[Beds & Herts Tuesday Telegraph: July 22nd, 1919]
A wonderful spirit of camaraderie and happiness prevailed at Dunstable on Saturday, and not even the drizzling rain which set in during the afternoon could affect the cheeriness of the townspeople. They set out with a determination to make the peace celebrations a day of real enjoyment, and with pleasing unanimity of effort a harmonious programme, not marred with a single dissentient voice, was the result. Everybody had a really fine time, and there were no onlookers, for all participated in the day's proceedings in some form or other.
It has been said, one must admit, that Dunstable is rather inclined to be a quiet, sleepy town, and many jokes have been cracked in the county at the expense of the apparently unpretentious and go-as-you-please borough. Saturday, however, proved once again the wisdom of that time-old saying, referring to the unknown depth of still waters.
The town indeed underwent a startling and complete metamorphosis, and it ought to be placed on record that no gayer butterfly has ever emerged from what many have regarded as a sombre caterpillar. The broad High Street was beflagged and festooned with bunting and streamers; practically every house and shop was transformed into a brilliant patchwork of colours, uninteresting lamp posts were prettily camouflaged, and choicer decorations would have been hard to find.
Early morning saw the commencement of events, and half-past six brought with it a rousing reveille, blown all over the town with praiseworthy vigour by representatives from the Boy Scouts and Grammar School Cadets. A little later joy peals were rung from the Priory Church.

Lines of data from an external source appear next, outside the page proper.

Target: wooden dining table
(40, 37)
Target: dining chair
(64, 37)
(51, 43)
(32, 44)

Very few were absent from the divine service on The Square which took place at 10am. No crowd in Dunstable has yet exceeded the size of that at the service, and there was no trace of that lack of religious atmosphere which, unfortunately, is so often noticeable in open-air gatherings.
Canon W. W. C. Baker, who conducted the service, said he thought everybody would agree that it was the right and proper thing to hold a divine service of thanksgiving. Following the service, a massed choir numbering between 200 and 300 gave a choral concert, accompanied by an orchestra.
A praiseworthy feature was the punctuality and grouping of the procession, which started at noon from Great Northern Road. It passed along by the Town Hall and then lined up outside the sports ground.
A luncheon for demobilised and serving soldiers was given at 1pm, and about 600 men sat down to an excellent spread. At the invitation of the men, the Mayor (Mr F. T. Garrett) and Canon W. W. WC. Baker (Priory Church), were present.
The Mayor said that he hoped they would look upon this feast as a token of the esteem in which they were held by the townspeople. Everybody was proud of what the men had done and they considered Peace Day was the most suitable time to show their gratitude.
He felt honoured to be their guest and proud of the record of the town. In Peace was well as in war Dunstable had given the county a lead. It had been a nation's fight and now they desired a nation's peace. If they were to progress there must be the same unity amongst them as that displayed in overcoming the military enemy. The commercial war which was falling on them must not be lost by antagonism between classes, or men would have fallen in vain for the country's ideals.
Mr T. Tilcock proposed a hearty vote of thanks to the Mayor, Corporation and the residents for the excellent way in which they had welcomed the returning soldiers. The servicemen had done their bit and nothing could give them greater pleasure than to know that their efforts had been appreciated.
In the afternoon an athletic sports meeting was held on Messrs Waterlow's sports ground, when an excellent and interesting series of events was submitted.
During an interval in the sports programme, the schoolchildren of Dunstable, numbering nearly 1,500, were given a splendid tea in marquees adjoining the sports ground, and the youngsters evidently had a most enjoyable time.
The rain fell rather heavily, but in spite of this there were a good number of dancers, and this went on merrily until the late evening. Then an informal procession, headed by the Dunstable Excelsior Band, went to the Downs and saw an excellent firework display.
A torchlight and lantern procession returned to the Town Hall, and the day's proceedings closed at midnight with tableaux and limelight effects on the balcony.
[Unlike in Luton, the Discharged Soldiers and Sailors Federation did take part in the Dunstable Peace Day procession, with their float “The Better 'Ole”. The Comrades of the Great War also took part, along with a detachment of the Beds Yeomanry. A captured German Howitzer and carriage were included in the parade too.]